This is the final stage where you smooth out the lacquer and correct any nasty looking orange peel. If everything has gone well you should have a decent enough looking finish already but with a bit of a cut and polish this can be improved dramatically.

Before cutting and polishing
It is up to you what type of cutting compound to use. I have used Meguiars Scratch X which is relatively mild with good results but some people might prefer to use something harsher such as G3.

Apply a small blob of cutting compound to the center of the polishing pad and start rubbing!
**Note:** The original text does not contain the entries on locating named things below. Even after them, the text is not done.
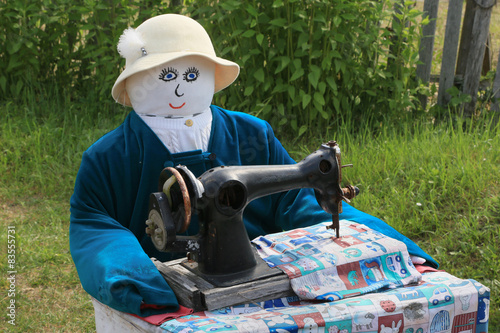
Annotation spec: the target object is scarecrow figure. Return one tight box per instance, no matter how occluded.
[70,14,437,316]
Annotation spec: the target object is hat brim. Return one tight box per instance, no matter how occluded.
[111,52,240,106]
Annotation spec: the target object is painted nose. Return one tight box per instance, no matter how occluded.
[175,84,184,97]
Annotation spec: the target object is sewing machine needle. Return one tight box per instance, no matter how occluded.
[332,215,340,238]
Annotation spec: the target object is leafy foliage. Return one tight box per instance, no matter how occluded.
[188,0,428,136]
[0,0,426,137]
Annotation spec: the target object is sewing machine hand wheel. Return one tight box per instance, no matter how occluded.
[146,168,191,251]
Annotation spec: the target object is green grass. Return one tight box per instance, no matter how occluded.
[0,87,500,332]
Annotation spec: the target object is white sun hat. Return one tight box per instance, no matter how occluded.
[111,14,240,106]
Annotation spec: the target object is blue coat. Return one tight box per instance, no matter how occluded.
[70,106,437,316]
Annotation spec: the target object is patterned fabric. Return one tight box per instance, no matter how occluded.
[253,220,422,301]
[161,272,490,333]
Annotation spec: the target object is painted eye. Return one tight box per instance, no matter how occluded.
[184,67,200,82]
[158,67,179,82]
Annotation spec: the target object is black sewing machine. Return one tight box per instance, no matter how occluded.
[146,141,359,287]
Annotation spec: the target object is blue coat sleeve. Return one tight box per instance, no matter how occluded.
[70,139,178,316]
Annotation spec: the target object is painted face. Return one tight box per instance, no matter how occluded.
[126,56,215,116]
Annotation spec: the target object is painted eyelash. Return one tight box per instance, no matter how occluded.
[159,67,179,81]
[183,67,200,82]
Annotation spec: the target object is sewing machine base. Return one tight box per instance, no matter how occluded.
[181,249,282,287]
[152,258,295,311]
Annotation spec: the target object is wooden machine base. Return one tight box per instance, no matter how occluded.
[151,258,295,312]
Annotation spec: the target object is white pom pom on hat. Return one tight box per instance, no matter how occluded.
[111,14,240,106]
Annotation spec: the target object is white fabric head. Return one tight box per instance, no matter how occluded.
[126,56,215,116]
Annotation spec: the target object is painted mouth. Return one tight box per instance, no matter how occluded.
[168,102,186,109]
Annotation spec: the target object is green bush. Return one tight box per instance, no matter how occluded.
[0,0,180,100]
[188,0,426,136]
[0,0,428,137]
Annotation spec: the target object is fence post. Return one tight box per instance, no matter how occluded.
[437,0,463,106]
[416,0,439,109]
[463,0,496,116]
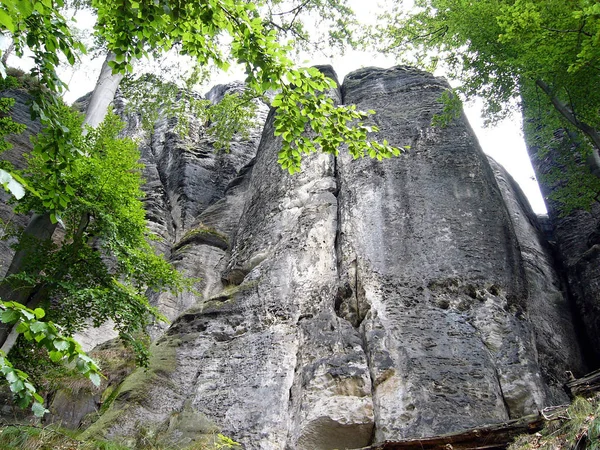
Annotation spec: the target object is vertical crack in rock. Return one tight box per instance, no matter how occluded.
[59,67,577,450]
[149,128,177,244]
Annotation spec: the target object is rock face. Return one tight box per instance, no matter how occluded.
[528,142,600,368]
[78,67,584,450]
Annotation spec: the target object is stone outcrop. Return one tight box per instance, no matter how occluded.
[77,67,584,450]
[528,138,600,368]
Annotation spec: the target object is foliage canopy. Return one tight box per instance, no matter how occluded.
[378,0,600,208]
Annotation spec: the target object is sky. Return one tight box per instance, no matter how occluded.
[0,0,546,214]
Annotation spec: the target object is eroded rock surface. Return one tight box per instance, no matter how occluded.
[88,67,582,450]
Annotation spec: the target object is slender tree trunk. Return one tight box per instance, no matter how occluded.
[535,80,600,177]
[0,53,123,353]
[85,53,123,128]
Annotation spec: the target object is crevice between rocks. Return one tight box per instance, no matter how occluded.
[150,127,177,244]
[333,150,377,445]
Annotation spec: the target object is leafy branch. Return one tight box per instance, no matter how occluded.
[0,301,102,417]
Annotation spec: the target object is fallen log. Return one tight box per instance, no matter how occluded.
[361,414,545,450]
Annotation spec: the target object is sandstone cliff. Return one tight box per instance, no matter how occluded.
[3,67,585,450]
[76,67,583,450]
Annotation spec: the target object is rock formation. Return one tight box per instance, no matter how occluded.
[78,67,583,450]
[0,67,586,450]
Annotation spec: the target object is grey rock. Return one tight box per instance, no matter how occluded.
[488,157,587,404]
[1,66,585,450]
[338,67,560,441]
[528,140,600,369]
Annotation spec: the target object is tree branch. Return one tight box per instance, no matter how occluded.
[535,80,600,153]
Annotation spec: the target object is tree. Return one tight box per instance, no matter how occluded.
[379,0,600,211]
[0,0,400,410]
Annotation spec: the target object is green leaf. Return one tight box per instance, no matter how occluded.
[0,9,15,33]
[48,350,64,363]
[88,372,100,387]
[29,321,48,333]
[31,401,49,417]
[0,309,21,324]
[54,339,69,351]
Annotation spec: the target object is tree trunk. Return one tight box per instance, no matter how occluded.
[0,53,123,353]
[84,53,123,128]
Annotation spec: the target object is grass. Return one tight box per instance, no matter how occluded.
[0,425,240,450]
[508,394,600,450]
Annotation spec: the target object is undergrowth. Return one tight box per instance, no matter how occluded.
[0,425,240,450]
[508,394,600,450]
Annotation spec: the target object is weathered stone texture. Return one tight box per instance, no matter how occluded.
[1,67,583,450]
[338,67,568,441]
[528,142,600,368]
[488,158,587,398]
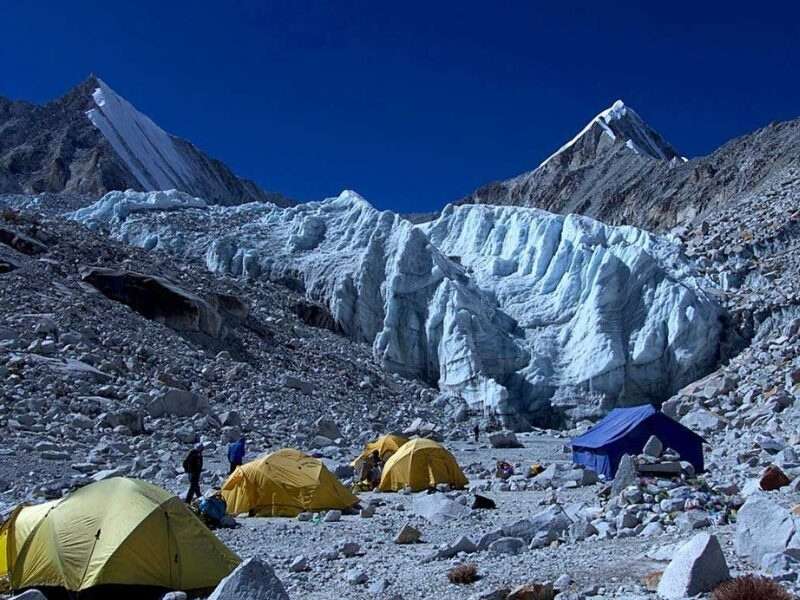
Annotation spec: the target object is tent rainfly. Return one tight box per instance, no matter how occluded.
[222,448,358,517]
[0,477,239,597]
[350,433,408,467]
[572,404,704,479]
[378,438,469,492]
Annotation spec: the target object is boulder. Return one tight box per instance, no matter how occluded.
[10,590,47,600]
[472,494,497,510]
[758,465,791,492]
[80,267,248,338]
[680,409,724,432]
[502,504,572,544]
[314,417,342,440]
[489,429,522,448]
[98,408,145,435]
[642,435,664,458]
[394,523,422,544]
[147,388,208,418]
[489,537,527,555]
[611,454,639,497]
[282,375,312,394]
[411,493,470,524]
[208,558,289,600]
[658,533,730,600]
[760,549,800,577]
[219,410,242,427]
[734,494,800,564]
[322,510,342,523]
[436,535,478,558]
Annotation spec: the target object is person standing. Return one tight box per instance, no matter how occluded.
[228,436,245,475]
[183,444,203,504]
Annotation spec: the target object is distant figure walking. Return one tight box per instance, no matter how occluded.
[359,450,383,489]
[228,437,245,475]
[183,444,203,504]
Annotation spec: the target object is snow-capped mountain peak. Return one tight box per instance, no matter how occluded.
[86,78,193,190]
[539,100,679,168]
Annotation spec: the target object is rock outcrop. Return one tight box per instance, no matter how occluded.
[0,76,290,205]
[460,101,800,231]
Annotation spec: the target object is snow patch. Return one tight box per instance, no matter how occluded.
[73,191,720,429]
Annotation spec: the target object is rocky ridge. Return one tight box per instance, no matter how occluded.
[0,208,446,512]
[0,76,290,205]
[461,101,800,232]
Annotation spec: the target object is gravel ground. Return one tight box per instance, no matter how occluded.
[211,434,752,600]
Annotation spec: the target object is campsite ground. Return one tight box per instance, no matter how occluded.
[211,434,732,600]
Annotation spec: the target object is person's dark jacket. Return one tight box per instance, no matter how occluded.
[228,438,245,465]
[183,449,203,475]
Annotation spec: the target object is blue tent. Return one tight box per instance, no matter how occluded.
[572,404,704,479]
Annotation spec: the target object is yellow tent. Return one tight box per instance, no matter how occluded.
[378,438,469,492]
[0,478,239,592]
[350,433,408,467]
[222,448,358,517]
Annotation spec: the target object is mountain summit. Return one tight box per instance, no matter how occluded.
[0,75,289,206]
[539,100,678,168]
[459,100,684,223]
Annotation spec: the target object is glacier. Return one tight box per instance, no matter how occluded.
[72,191,721,430]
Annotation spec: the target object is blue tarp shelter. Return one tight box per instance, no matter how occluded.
[572,404,704,479]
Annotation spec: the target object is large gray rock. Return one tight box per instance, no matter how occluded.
[147,388,208,418]
[658,533,730,600]
[10,590,47,600]
[98,408,145,435]
[735,493,800,564]
[611,454,639,496]
[411,493,470,524]
[208,558,289,600]
[489,429,522,448]
[81,267,249,338]
[681,409,725,433]
[501,504,572,544]
[642,435,664,458]
[489,537,527,554]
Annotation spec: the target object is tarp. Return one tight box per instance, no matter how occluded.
[0,478,239,592]
[378,438,469,492]
[350,433,408,467]
[572,404,704,479]
[222,448,358,517]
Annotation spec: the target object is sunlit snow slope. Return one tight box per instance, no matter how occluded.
[74,192,720,429]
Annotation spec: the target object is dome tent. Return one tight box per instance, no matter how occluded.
[378,438,469,492]
[572,404,704,479]
[0,477,239,592]
[350,433,408,467]
[222,448,358,517]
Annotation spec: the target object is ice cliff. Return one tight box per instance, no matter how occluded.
[73,192,720,429]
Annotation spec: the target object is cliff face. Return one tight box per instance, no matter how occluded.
[0,77,290,205]
[73,192,720,429]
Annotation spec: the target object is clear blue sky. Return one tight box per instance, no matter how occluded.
[0,0,800,211]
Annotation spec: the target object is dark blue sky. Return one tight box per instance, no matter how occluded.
[0,0,800,211]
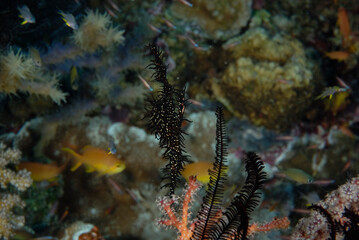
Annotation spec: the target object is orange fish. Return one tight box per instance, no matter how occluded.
[182,162,213,184]
[338,7,351,43]
[325,51,350,61]
[18,162,66,182]
[62,146,126,175]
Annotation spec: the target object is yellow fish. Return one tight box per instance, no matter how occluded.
[280,168,314,184]
[17,162,66,182]
[62,146,126,175]
[182,162,213,184]
[70,66,79,90]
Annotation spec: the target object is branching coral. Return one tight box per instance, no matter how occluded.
[0,50,67,104]
[211,28,317,130]
[73,10,125,53]
[0,143,32,240]
[291,177,359,240]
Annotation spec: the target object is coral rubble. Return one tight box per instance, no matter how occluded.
[0,143,32,240]
[211,28,315,130]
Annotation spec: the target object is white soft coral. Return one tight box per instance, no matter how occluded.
[73,10,125,52]
[0,49,67,104]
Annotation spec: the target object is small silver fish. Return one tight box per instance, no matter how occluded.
[59,11,79,29]
[17,5,36,25]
Apply a medium to hard pressure and focus on small areas at a time, working the compound in and breaking it down.

You should find the optical quality of reflections has been improved dramatically from the cutting process, the last stage would be to use a polish such as Autoglym Super Resin Polish to give that final mirror finish.

After cutting and polishing with Meguairs Scratch X and SRP
I made a mistake with these bump strips by not doing a proper job of sanding out the plastic when I first started. You can see in the above photo that although the finish is quite good it still looks uneven. This is the surface of the plastic coming through all the layers. When doing the other side I spent more time sanding out the imperfections and the results are much better.

Hope this guide has helped. :thumb:


----------



## The Cueball (Feb 8, 2007)

I've already had a go with rattle cans on a small bit of plastic... got a door trim to do now (brand new as well) and may have 4 door 'blade' trims to do as well...

great little guide, thanks... 

:thumb:


----------



## squiggs (Oct 19, 2009)

Nice guide Andy :thumb:
But what we really all need is the quick and simple 2-3 stage guide on spraying a bonnet/bumper :lol:


----------



## robdcfc (Sep 17, 2012)

squiggs said:


> Nice guide Andy :thumb:
> But what we really all need is the quick and simple 2-3 stage guide on spraying a bonnet/bumper :lol:


By a professional and for no more than 50 quid!!!


----------



## Andyb0127 (Jan 16, 2011)

squiggs said:


> Nice guide Andy :thumb:
> But what we really all need is the quick and simple 2-3 stage guide on spraying a bonnet/bumper :lol:


Well it only takes 45mins to flat a bonnet, apply primer, flat primer paint it, bumper won't take much longer lol. 
Be the shortest guide ever lol. :lol:


----------



## Andyb0127 (Jan 16, 2011)

robdcfc said:


> By a professional and for no more than 50 quid!!!


What's that word professional, that's a new one. I reckon you could get that done for twenty five quid all be done in an hour. :lol::lol:


----------



## DJ X-Ray (Sep 2, 2012)

Proper nice little guide mate.


----------



## Subc (May 30, 2008)

Excellent Write up and guide,should be made a sticky. 

I have just sprayed wing mirror covers black in the bathroom never put enough papers down for overspray, still steaming the bloody stuff off the walls etc..


----------